La radio communautaire Ndjoku a vu le jour après la mobilisation de l'équipe de l'Association des Radios communautaires de Centrafrique (ARC) et RFI Planète Radio. Créée en 2011 à Bayanga grâce à des financements de l'Union européenne, de la World Wide Forest (WWF) et d'Électricité sans frontières, la radio a commencé à émettre en 2015. Installée dans une région où l'environnement et les droits de l'homme sont particulièrement menacés, la radio Ndjoku a pu jouer un rôle de porte-voix et de média favorisant la circulation, la collecte et l'échange d'informations. Elle permet une prise de conscience et une participation active de la population en matière de bonne pratique.
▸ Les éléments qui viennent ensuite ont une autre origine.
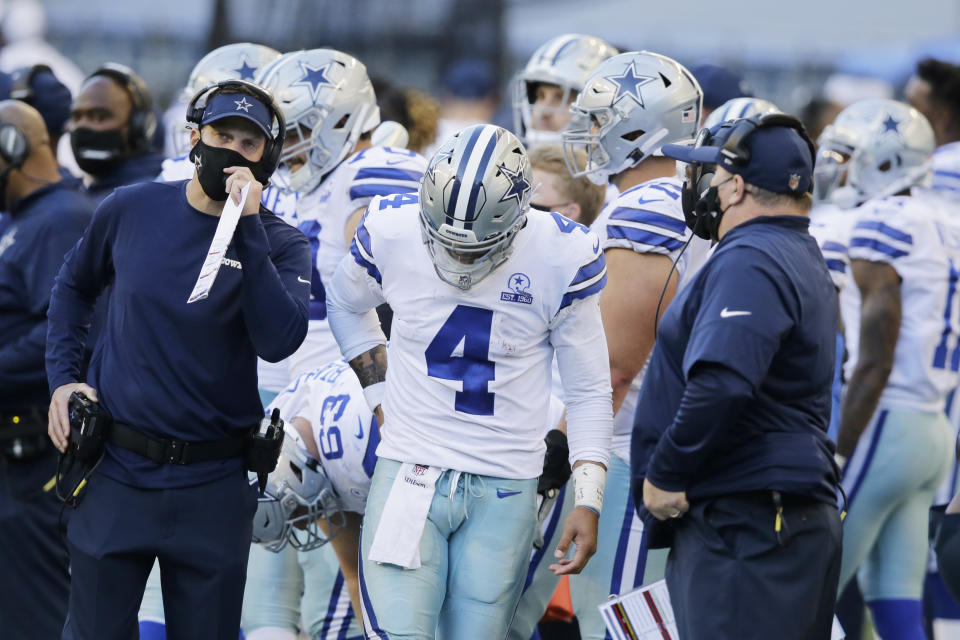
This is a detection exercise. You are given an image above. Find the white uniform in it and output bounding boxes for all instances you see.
[288,147,426,379]
[267,360,380,513]
[337,195,609,479]
[841,195,960,411]
[591,178,710,461]
[810,204,856,291]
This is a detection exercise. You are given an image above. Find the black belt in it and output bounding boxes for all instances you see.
[107,421,247,464]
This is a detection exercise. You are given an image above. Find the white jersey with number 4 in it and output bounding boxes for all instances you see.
[267,360,380,513]
[289,147,426,378]
[336,194,612,479]
[841,194,960,411]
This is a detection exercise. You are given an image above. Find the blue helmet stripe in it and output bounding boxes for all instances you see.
[447,126,483,224]
[464,136,497,229]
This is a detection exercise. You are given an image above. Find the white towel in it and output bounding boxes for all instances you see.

Elle contribue ainsi à la cohabitation pacifique des communautés. Son rayon de couverture, qui s'étend normalement au-delà de 105 kilomètres, permet à la radio d'être entendue dans des villages situés au Cameroun et au Congo, ce qui représente un bassin d'environ 50 000 auditeurs. Mais après la chute du pylône en mars 2020, son rayon de couverture est descendu à 60 kilomètres et la radio ne compterait plus que 22 000 auditeurs.

En savoir plus 
Courriel : didier.yetendji@yahoo.fr
Tél : +23675398237; +23675123555

Dix personnes travaillent à la radio Ndjoku, à Bayanga, à temps plein ou bénévolement. Bérenger Sylvère Romaric Kouzoundji (à gauche) est journaliste et responsable technique.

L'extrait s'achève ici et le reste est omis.